Challenges and the Road Ahead for African Repatriation
Plans for a major new facility — the Museum of West African Art (MOWAA) in Benin City, designed by Ghanaian-British architect David Adjaye — have faced significant setbacks, including land title disputes and governance disagreements between the Oba of Benin, the Edo State government, and federal authorities. The controversy underscores the complexity of building new cultural infrastructure, even as the continent enters what many are calling a repatriation renaissance.
Nigerian authorities are actively seeking partners to support further museum upgrades in anticipation of more returned artefacts. Another gallery at the Lagos museum has already been shut for renovation, alongside sites nationwide. The political will is clear: African institutions are no longer willing to accept the argument that they lack the capacity to care for their own heritage.
The renovations at the National Museum Lagos, modest in scale but powerful in symbolism, demonstrate that the continent is building the infrastructure to receive, preserve, and display its recovered cultural treasures. From Dakar to Nairobi, from Accra to Johannesburg, cultural institutions are investing in the spaces and expertise that will define Africa's cultural narrative for the next century.
What It Means for Africa's Cultural Renaissance
The Lagos gallery is more than a renovated space — it is a statement about who tells African stories and how. The fusion of touchable artefacts, Afrobeats soundscapes, social media engagement, and pointed political messaging speaks to a generation of Africans who refuse to treat their heritage as a distant, irrelevant past.
For Africa's creative economy, the implications are significant. Museums that attract young visitors, content creators, and international tourists generate economic activity while strengthening cultural identity. Tourism circuits connecting Lagos, Dakar, Accra, and Nairobi — each with its own repatriation stories — could transform how the world experiences African art and history.

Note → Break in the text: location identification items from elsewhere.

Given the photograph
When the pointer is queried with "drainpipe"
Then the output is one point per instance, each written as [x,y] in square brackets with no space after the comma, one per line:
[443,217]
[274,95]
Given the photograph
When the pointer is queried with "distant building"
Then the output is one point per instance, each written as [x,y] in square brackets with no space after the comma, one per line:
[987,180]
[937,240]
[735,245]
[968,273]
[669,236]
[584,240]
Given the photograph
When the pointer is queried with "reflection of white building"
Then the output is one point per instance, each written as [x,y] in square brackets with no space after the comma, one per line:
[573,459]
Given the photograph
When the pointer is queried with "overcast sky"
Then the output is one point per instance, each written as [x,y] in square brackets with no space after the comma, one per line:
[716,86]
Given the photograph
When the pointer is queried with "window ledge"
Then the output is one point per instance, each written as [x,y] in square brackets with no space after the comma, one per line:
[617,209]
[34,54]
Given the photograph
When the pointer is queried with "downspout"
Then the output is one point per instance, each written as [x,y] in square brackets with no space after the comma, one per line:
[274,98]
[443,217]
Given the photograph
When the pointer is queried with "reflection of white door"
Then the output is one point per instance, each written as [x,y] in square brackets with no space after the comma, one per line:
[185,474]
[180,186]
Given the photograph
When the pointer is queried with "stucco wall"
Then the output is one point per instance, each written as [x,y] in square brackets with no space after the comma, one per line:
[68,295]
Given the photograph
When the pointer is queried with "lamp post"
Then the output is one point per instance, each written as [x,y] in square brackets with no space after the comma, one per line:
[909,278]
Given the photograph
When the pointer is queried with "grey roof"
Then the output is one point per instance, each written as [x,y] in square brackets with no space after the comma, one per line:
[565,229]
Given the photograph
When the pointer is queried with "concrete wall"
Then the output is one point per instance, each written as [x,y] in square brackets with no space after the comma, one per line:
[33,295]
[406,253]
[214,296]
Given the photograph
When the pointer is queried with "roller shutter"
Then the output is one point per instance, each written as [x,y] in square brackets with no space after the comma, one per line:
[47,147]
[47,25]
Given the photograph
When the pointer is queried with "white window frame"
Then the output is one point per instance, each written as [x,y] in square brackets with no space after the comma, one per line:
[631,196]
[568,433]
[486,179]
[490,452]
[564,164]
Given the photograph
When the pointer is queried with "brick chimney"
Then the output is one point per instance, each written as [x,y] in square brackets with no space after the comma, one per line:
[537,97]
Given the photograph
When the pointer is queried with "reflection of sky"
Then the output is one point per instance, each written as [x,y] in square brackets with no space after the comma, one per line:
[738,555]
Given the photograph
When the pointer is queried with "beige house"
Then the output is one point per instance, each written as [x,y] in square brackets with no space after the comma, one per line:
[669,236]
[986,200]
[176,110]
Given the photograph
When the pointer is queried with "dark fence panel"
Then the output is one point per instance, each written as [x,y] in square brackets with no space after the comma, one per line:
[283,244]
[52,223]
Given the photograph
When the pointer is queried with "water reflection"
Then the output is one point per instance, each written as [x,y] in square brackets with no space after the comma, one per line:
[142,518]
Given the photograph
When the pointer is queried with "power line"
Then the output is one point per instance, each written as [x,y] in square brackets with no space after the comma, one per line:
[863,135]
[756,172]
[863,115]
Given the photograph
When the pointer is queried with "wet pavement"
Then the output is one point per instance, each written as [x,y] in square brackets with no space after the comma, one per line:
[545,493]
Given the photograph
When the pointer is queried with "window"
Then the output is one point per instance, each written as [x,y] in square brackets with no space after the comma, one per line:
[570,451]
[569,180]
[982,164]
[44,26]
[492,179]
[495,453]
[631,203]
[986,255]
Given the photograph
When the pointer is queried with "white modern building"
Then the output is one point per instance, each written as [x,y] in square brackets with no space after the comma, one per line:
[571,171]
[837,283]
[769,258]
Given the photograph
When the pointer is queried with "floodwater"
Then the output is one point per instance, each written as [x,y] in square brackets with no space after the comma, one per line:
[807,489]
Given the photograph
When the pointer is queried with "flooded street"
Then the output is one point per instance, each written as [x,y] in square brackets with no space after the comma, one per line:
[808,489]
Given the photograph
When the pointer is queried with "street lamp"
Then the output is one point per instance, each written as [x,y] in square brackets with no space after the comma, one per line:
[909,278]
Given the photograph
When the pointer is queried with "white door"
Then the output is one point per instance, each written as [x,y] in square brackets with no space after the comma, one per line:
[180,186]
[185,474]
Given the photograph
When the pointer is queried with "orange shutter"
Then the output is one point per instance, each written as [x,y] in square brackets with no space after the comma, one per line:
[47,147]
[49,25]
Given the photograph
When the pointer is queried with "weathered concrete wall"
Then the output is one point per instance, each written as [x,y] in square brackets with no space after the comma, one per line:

As more returned artefacts arrive on the continent — from Germany, Switzerland, the Netherlands, and American institutions — the question is no longer whether restitution will happen, but how prepared African institutions are to receive what is coming home. The National Museum Lagos, with its renovated gallery, Afrobeats, and empty cases asking "how far??", offers a compelling answer: we are ready.